Necesitamos sacerdotes con nuestro espíritu: que estén bien preparados; que sean alegres, operativos y eficaces; que tengan un ánimo deportivo ante la vida; que se sacrifiquen gustosos por sus hermanos, sin sentirse víctimas; que sepan que todos, en la Obra, los quieren con toda el alma. Hijos míos, rezad mucho para que sean muy alegres, muy santos; para que no piensen en ellos mismos y para que sólo se acuerden de la gloria de Dios y del bien de los demás.

Es necesario que nuestros sacerdotes tengan, en su alma, una disposición fundamental: gastarse por entero en el servicio de sus hermanos, convencidos de que el ministerio al que han sido llamados, dentro del Opus Dei, es un gran honor, pero sobre todo una grave carga; fácil, sin embargo, de llevar, si procuran estar muy unidos al Señor, porque siempre su yugo es suave y su carga ligera: iugum meum suave est, et onus meum leve.

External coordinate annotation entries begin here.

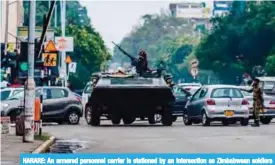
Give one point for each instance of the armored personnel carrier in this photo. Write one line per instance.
(127, 97)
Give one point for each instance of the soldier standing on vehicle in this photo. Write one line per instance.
(142, 65)
(258, 101)
(169, 81)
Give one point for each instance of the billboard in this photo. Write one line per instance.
(22, 33)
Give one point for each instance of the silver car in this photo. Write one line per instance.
(8, 92)
(269, 106)
(59, 105)
(224, 103)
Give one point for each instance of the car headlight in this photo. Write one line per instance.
(4, 106)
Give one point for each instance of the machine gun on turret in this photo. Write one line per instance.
(134, 61)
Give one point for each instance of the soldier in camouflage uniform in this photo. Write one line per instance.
(168, 79)
(257, 101)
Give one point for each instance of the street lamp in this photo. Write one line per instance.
(7, 25)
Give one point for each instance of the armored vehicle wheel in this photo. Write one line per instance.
(88, 115)
(265, 120)
(128, 120)
(95, 117)
(167, 117)
(115, 119)
(152, 119)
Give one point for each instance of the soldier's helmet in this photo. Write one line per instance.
(142, 54)
(168, 78)
(120, 70)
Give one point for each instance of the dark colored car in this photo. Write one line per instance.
(59, 105)
(181, 96)
(127, 97)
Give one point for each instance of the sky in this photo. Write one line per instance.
(115, 19)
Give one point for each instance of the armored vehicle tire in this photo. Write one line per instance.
(167, 117)
(245, 122)
(175, 118)
(115, 119)
(151, 119)
(88, 115)
(128, 120)
(95, 117)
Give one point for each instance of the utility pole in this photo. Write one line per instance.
(30, 83)
(6, 27)
(55, 16)
(63, 54)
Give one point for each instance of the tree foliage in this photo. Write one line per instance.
(89, 49)
(165, 38)
(240, 41)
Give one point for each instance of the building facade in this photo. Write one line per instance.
(15, 19)
(190, 10)
(221, 7)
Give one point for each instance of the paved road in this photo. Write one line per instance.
(158, 139)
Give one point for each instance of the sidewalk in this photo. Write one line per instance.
(12, 146)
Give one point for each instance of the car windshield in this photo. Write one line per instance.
(178, 92)
(193, 90)
(226, 92)
(17, 96)
(5, 94)
(245, 93)
(268, 85)
(88, 88)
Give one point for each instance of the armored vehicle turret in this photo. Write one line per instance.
(127, 96)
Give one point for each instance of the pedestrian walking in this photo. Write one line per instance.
(16, 83)
(4, 83)
(70, 86)
(258, 101)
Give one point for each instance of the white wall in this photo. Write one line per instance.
(15, 19)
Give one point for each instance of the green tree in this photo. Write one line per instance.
(89, 49)
(165, 38)
(239, 41)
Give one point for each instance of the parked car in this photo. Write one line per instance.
(269, 106)
(181, 96)
(224, 103)
(268, 85)
(86, 93)
(189, 85)
(8, 92)
(59, 105)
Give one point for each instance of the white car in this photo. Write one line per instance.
(224, 103)
(86, 93)
(8, 92)
(269, 106)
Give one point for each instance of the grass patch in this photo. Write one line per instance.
(43, 137)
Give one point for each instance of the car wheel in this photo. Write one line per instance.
(167, 117)
(186, 119)
(245, 122)
(115, 119)
(157, 118)
(152, 119)
(95, 117)
(88, 115)
(225, 122)
(13, 116)
(265, 120)
(205, 120)
(73, 117)
(128, 120)
(175, 118)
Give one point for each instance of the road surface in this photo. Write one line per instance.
(179, 138)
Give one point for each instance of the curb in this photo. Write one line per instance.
(45, 146)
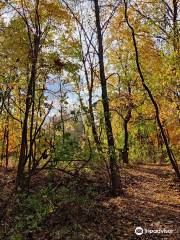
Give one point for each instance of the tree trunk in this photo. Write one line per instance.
(169, 151)
(115, 178)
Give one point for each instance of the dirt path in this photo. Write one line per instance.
(150, 201)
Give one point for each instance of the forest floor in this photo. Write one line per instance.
(78, 209)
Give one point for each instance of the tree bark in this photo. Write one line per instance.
(115, 178)
(156, 107)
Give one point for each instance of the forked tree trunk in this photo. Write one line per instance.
(115, 178)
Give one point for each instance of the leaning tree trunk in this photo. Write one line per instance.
(156, 107)
(115, 178)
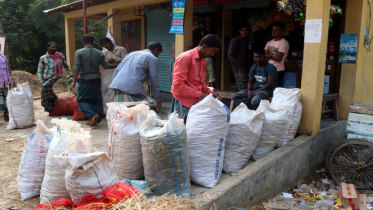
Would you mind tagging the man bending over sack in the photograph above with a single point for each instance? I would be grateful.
(265, 75)
(87, 67)
(188, 86)
(133, 71)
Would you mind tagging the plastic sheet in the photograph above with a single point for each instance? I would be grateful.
(165, 156)
(61, 203)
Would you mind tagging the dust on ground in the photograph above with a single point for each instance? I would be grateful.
(21, 76)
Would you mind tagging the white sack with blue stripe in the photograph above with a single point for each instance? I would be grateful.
(273, 129)
(207, 127)
(165, 155)
(124, 140)
(32, 167)
(243, 137)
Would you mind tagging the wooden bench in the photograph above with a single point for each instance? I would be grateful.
(326, 98)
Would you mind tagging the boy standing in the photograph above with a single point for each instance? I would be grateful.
(238, 55)
(276, 51)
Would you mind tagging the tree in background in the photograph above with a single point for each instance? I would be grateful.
(29, 29)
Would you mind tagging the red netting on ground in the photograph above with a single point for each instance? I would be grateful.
(78, 115)
(64, 107)
(63, 202)
(112, 195)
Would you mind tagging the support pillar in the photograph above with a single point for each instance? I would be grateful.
(185, 41)
(313, 72)
(114, 23)
(70, 41)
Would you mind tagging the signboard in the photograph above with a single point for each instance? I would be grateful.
(347, 51)
(326, 84)
(313, 31)
(290, 80)
(178, 11)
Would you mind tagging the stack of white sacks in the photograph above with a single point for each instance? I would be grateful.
(213, 140)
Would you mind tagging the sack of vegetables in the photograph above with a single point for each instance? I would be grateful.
(165, 155)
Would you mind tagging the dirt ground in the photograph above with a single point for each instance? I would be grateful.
(11, 153)
(21, 76)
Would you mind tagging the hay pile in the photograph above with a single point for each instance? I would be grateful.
(140, 202)
(21, 76)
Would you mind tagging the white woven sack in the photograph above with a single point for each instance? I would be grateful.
(86, 173)
(273, 129)
(124, 141)
(165, 155)
(54, 186)
(288, 98)
(32, 166)
(108, 94)
(20, 106)
(207, 127)
(243, 137)
(116, 106)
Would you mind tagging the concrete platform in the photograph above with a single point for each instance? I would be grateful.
(274, 173)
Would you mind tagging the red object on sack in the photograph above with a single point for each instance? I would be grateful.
(63, 202)
(64, 107)
(78, 115)
(112, 195)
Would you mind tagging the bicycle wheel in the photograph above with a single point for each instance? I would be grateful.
(335, 146)
(352, 162)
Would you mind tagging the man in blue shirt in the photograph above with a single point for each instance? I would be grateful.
(133, 71)
(265, 75)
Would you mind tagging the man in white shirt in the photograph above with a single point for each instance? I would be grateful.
(113, 55)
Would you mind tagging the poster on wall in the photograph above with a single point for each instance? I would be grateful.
(178, 11)
(290, 80)
(2, 45)
(347, 50)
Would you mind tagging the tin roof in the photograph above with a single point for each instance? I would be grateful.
(77, 5)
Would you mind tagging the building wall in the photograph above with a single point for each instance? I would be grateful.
(355, 83)
(157, 29)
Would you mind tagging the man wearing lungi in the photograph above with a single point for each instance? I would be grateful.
(133, 71)
(87, 63)
(49, 72)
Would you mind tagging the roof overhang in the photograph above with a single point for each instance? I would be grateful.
(77, 5)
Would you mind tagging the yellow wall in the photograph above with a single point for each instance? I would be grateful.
(314, 69)
(226, 68)
(355, 83)
(184, 41)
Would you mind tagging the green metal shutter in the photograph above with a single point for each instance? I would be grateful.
(157, 28)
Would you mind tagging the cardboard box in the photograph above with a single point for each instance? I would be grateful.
(350, 197)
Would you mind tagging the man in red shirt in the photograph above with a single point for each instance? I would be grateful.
(188, 86)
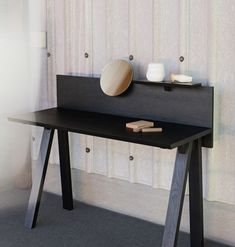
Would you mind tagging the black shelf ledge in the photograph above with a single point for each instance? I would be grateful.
(168, 85)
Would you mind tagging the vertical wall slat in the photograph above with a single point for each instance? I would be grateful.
(117, 39)
(141, 47)
(100, 164)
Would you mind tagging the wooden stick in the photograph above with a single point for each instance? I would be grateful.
(152, 130)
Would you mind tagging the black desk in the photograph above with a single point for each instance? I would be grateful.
(186, 138)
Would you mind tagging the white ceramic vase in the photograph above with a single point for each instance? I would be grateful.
(156, 72)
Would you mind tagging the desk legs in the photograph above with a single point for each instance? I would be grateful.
(196, 196)
(39, 178)
(176, 198)
(65, 171)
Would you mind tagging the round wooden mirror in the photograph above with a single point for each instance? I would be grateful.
(116, 77)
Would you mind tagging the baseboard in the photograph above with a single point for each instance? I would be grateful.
(143, 202)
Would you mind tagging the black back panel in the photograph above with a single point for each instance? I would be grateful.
(184, 105)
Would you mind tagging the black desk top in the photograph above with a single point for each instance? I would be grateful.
(113, 127)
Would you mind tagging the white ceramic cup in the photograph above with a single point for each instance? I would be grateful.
(156, 72)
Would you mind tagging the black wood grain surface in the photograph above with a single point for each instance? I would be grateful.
(144, 100)
(113, 127)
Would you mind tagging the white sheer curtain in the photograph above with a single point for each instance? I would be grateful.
(20, 88)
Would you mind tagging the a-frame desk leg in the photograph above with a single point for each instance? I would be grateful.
(65, 171)
(196, 196)
(176, 198)
(39, 178)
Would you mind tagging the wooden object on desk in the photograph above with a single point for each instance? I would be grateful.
(116, 77)
(151, 130)
(139, 124)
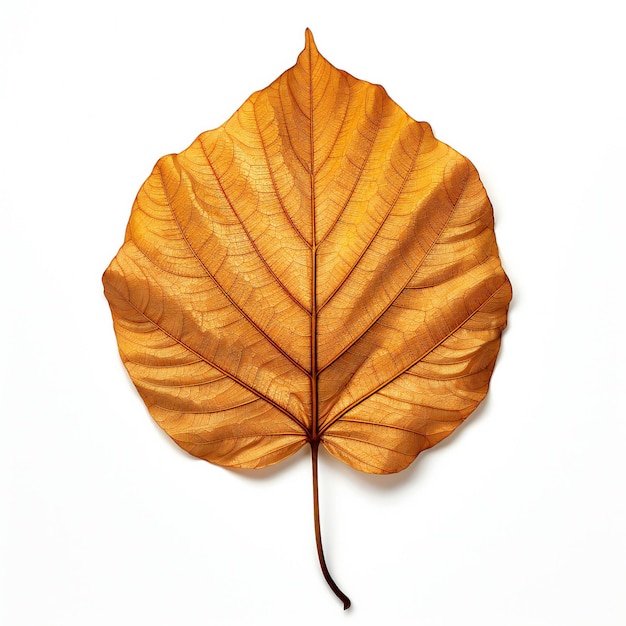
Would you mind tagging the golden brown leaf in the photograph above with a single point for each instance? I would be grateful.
(320, 269)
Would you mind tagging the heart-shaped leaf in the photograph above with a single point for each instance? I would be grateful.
(319, 270)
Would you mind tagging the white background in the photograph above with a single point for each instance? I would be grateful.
(518, 519)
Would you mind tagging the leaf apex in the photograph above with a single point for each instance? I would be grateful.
(309, 41)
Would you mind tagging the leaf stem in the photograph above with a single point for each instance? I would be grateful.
(318, 535)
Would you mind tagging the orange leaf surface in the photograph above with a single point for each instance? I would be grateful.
(319, 270)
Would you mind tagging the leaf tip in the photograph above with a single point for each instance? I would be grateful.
(309, 41)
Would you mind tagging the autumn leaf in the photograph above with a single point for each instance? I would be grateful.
(320, 270)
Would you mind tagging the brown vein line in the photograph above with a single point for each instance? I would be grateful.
(221, 288)
(392, 426)
(380, 225)
(202, 383)
(409, 373)
(282, 108)
(375, 445)
(287, 445)
(217, 367)
(236, 437)
(358, 178)
(320, 166)
(408, 280)
(360, 461)
(275, 187)
(206, 412)
(250, 238)
(381, 386)
(314, 311)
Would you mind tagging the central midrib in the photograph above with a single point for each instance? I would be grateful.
(314, 395)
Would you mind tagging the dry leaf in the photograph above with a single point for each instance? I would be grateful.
(318, 270)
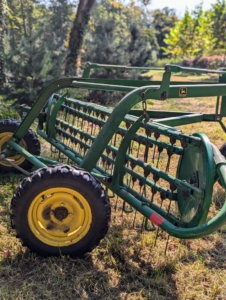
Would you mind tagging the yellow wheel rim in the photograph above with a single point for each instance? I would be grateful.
(59, 217)
(17, 159)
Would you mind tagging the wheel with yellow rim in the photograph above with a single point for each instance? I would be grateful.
(29, 142)
(60, 210)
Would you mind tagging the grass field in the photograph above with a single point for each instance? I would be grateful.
(125, 265)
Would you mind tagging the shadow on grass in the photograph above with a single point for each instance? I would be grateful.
(106, 273)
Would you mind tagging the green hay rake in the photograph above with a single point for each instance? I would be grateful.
(143, 161)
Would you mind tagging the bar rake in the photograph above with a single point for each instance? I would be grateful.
(137, 155)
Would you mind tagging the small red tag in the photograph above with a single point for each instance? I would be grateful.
(156, 219)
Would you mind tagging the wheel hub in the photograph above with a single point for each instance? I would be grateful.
(60, 213)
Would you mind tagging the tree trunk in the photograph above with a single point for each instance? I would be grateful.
(77, 34)
(2, 32)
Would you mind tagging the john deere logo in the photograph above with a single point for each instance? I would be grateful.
(183, 92)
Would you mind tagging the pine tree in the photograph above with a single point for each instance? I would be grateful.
(2, 42)
(36, 47)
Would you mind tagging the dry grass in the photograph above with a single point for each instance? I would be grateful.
(125, 265)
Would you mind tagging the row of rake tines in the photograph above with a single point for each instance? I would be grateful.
(77, 126)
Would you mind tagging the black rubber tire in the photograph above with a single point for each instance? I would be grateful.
(30, 139)
(223, 152)
(61, 176)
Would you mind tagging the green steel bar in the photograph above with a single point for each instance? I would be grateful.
(50, 130)
(109, 87)
(176, 69)
(64, 149)
(140, 83)
(142, 138)
(170, 91)
(36, 162)
(40, 103)
(89, 66)
(157, 114)
(183, 233)
(182, 120)
(47, 161)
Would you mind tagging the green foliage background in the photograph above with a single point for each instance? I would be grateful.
(34, 36)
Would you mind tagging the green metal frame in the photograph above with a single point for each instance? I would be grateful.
(137, 91)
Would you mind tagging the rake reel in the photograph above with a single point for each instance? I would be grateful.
(137, 155)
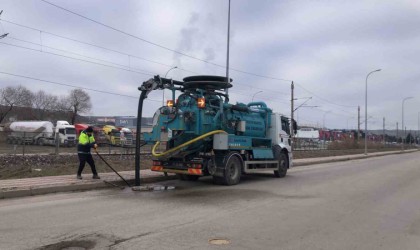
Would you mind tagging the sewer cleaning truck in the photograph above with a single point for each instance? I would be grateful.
(204, 134)
(41, 133)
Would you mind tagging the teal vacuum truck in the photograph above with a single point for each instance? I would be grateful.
(205, 135)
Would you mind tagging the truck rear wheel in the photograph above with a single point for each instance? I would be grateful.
(233, 169)
(283, 159)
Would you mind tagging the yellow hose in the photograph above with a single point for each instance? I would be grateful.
(184, 144)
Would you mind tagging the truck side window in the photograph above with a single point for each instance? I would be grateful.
(285, 125)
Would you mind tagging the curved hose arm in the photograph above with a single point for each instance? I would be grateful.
(184, 144)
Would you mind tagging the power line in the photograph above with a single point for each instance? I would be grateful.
(94, 45)
(130, 55)
(323, 99)
(74, 58)
(70, 52)
(74, 86)
(160, 46)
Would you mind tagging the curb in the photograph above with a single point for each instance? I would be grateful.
(15, 193)
(350, 157)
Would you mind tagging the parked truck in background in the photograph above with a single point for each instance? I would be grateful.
(126, 137)
(112, 134)
(98, 133)
(41, 133)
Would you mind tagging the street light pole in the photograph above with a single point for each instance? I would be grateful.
(323, 119)
(163, 92)
(366, 109)
(402, 124)
(255, 94)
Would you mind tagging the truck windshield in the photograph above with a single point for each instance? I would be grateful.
(70, 131)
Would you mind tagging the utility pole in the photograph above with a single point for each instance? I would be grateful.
(291, 115)
(227, 52)
(358, 122)
(384, 130)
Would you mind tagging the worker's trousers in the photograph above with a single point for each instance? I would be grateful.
(83, 158)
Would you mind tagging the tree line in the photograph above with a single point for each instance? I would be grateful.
(43, 104)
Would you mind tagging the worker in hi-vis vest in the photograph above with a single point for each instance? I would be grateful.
(86, 142)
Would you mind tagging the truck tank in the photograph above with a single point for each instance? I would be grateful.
(204, 134)
(202, 108)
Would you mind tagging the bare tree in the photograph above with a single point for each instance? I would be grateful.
(43, 103)
(79, 102)
(11, 97)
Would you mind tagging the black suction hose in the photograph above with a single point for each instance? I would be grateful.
(143, 96)
(100, 156)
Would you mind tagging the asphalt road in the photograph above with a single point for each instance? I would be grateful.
(363, 204)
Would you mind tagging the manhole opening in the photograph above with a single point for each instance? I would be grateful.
(219, 241)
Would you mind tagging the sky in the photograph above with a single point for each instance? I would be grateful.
(327, 48)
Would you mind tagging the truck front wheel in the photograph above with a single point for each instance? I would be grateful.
(233, 169)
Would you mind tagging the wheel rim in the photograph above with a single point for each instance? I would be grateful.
(233, 169)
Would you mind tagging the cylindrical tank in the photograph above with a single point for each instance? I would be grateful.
(32, 126)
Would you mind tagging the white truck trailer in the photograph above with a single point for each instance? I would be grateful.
(41, 133)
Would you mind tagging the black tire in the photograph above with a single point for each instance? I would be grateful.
(283, 159)
(233, 169)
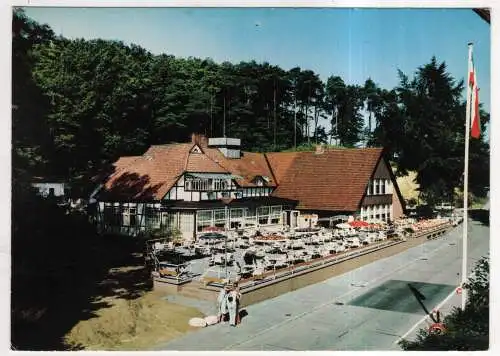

Todos los años suelo escribir en la primera hoja de la epacta que uso: in laetitia, nulla dies sine Cruce!, para animarme a llevar con garbo la carga del Señor, siempre con buen humor —aunque sea a contrapelo tantas veces—, siempre con alegría |# 28|.

Los recién ordenados se prestaban dócilmente a ser modelados por las manos del Fundador, que los traía y los llevaba de un lado para otro. Lo aceptaban de muy buen grado, siempre dispuestos a vivir con alegría los consejos radicales, breves e incisivos que les daba el Padre:

Sed, en primer lugar, sacerdotes. Después, sacerdotes. Y siempre y en todo, sólo sacerdotes.

— Hablad sólo de Dios.

— Cuando seáis llamados por un penitente, dejadlo todo para atenderle |# 29|.